Recrystallization of glasses is important in a wide range of applications including electronics and reactive materials. Molecular dynamics (MD) has been used to provide an atomic picture of this process, but prior work has neglected the thermal transport role of electrons, the dominant thermal carrier in metallic systems. We characterize the role of electronic thermal conductivity on the velocity of recrystallization in Ni using MD coupled to a continuum description of electronic thermal transport via a two-temperature model. Our simulations showthat for strong enough coupling between electrons and ions, the increased thermal conductivity removes the heat from the exothermic recrystallization process more efficiently, leading to a lower effective temperature at the recrystallization front and, consequently, lower propagation velocity.

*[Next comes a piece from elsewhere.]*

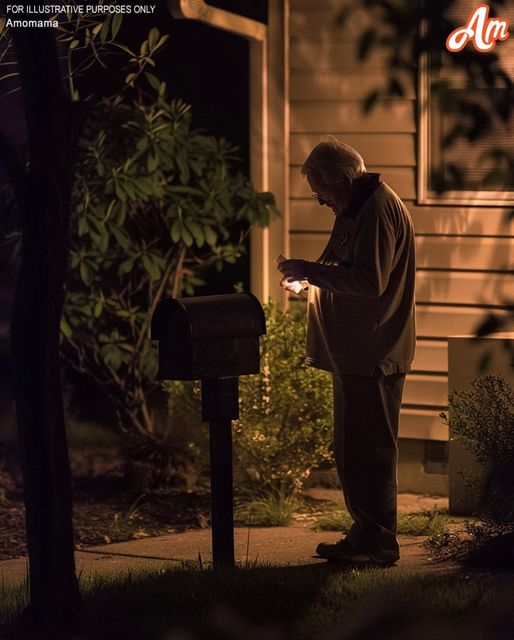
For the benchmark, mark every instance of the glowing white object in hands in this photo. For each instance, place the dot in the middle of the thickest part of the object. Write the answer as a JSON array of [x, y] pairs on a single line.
[[297, 286]]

We characterize how electron- phonon coupling strength and system size affect front propagation velocity. Interestingly, we find that initial recrystallization velocity increases with decreasing system size due to higher overall temperatures. Overall, we show that a more accurate description of thermal transport due to the incorporation of electrons results in better agreement with experiments. Published by AIP Publishing.